Thank you for considering contributing to Kedro! It's people like you that make Kedro such a great tool. We welcome contributions in the form of pull requests (PRs), issues or code reviews. You can add to code, documentation, or simply send us spelling and grammar fixes or extra tests. Contribute anything that you think improves the community for us all!

The following sections describe our vision and contribution process.

Vision

There is some work ahead, but Kedro aims to become the standard for developing production-ready data pipelines. To be production-ready, a data pipeline needs to be monitored, scheduled, scalable, versioned, testable and reproducible. Currently, Kedro helps you develop data pipelines that are testable, versioned, reproducible and we'll be extending our capability to cover the full set of characteristics for data pipelines over time.

Code of conduct

The Kedro team pledges to foster and maintain a welcoming and friendly community in all of our spaces. All members of our community are expected to follow our Code of Conduct and we will do our best to enforce those principles and build a happy environment where everyone is treated with respect and dignity.

Get started

We use GitHub Issues to keep track of known bugs. We keep a close eye on them and try to make it clear when we have an internal fix in progress. Before reporting a new issue, please do your best to ensure your problem hasn't already been reported. If so, it's often better to just leave a comment on an existing issue, rather than create a new one. Old issues also can often include helpful tips and solutions to common problems.

For help with your code, if the FAQs in our documentation haven't helped you, post a question on Stack Overflow. If you tag it kedro and python, more people will see it and may be able to help. We are unable to provide individual support via email. In the interest of community engagement we also believe that help is much more valuable if it's shared publicly, so that more people can benefit from it.
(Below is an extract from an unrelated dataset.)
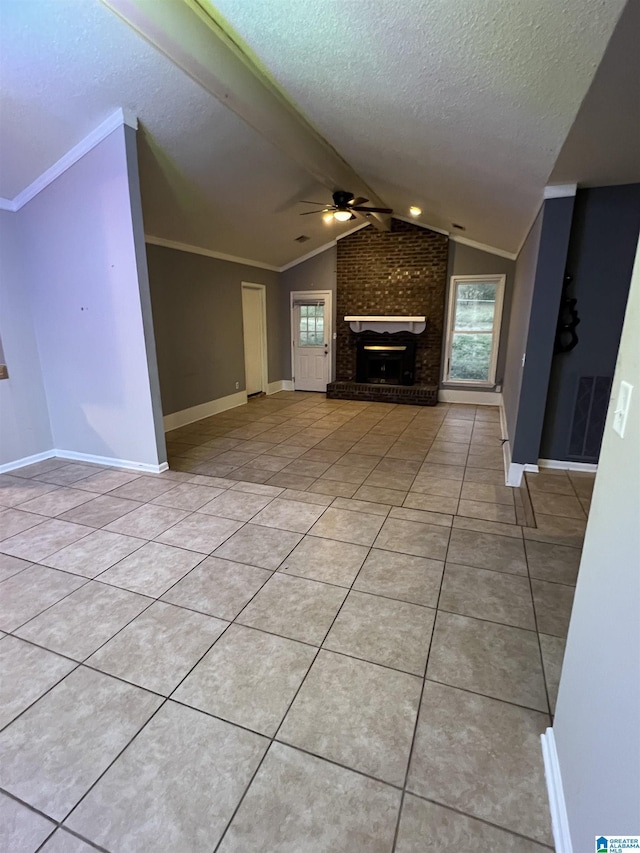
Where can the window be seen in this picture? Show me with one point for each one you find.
(475, 312)
(311, 328)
If you're over on Stack Overflow and want to boost your points, take a look at the kedro tag and see if you can help others out by sharing your knowledge. It's another great way to contribute.

If you have already checked the existing issues in GitHub issues and are still convinced that you have found odd or erroneous behaviour then please file an issue. We have a template that helps you provide the necessary information we'll need in order to address your query.

Feature requests

Suggest a new feature

If you have new ideas for Kedro functionality then please open a GitHub issue with the label Type: Enhancement. You can submit an issue here which describes the feature you would like to see, why you need it, and how it should work.

Contribute a new feature

If you're unsure where to begin contributing to Kedro, please start by looking through the good first issues and help wanted issues on GitHub.

We focus on three areas for contribution: core, extras or plugin:

  • core refers to the primary Kedro library
  • extras refers to features that could be added to core that do not introduce too many dependencies or require new Kedro CLI commands to be created e.g. adding a new dataset to the kedro.extras.dataset data management module. All the datasets are placed under kedro.extras.datasets to separate heavy dependencies (e.g Pandas) from Kedro core components.
  • plugin refers to new functionality that requires a Kedro CLI command e.g. adding in Airflow functionality

Typically, we only accept small contributions for the core Kedro library but accept new features as plugins or additions to the extras module. We regularly review extras and may migrate modules to core if they prove to be essential for the functioning of the framework.

If your development environment is Windows, you will need to set up your environment in order to contribute. You can use the win_setup_conda and win_setup_env commands from Circle CI configuration to guide you in the correct way to do this.

Your first contribution

Working on your first pull request? You can learn how from these resources:

Developer Workflow

First time (one-off)

Ensure you have done these:

make install-test-requirements
make install-pre-commit
  • Once the above commands have executed successfully, do a sanity check to ensure that kedro works in your environment:
make test
make build-docs

Note: If the tests in tests/extras/datasets/spark are failing, and you are not planning to work on Spark related features, then you can run a reduced test suite that excludes them. Do this by executing make test-no-spark.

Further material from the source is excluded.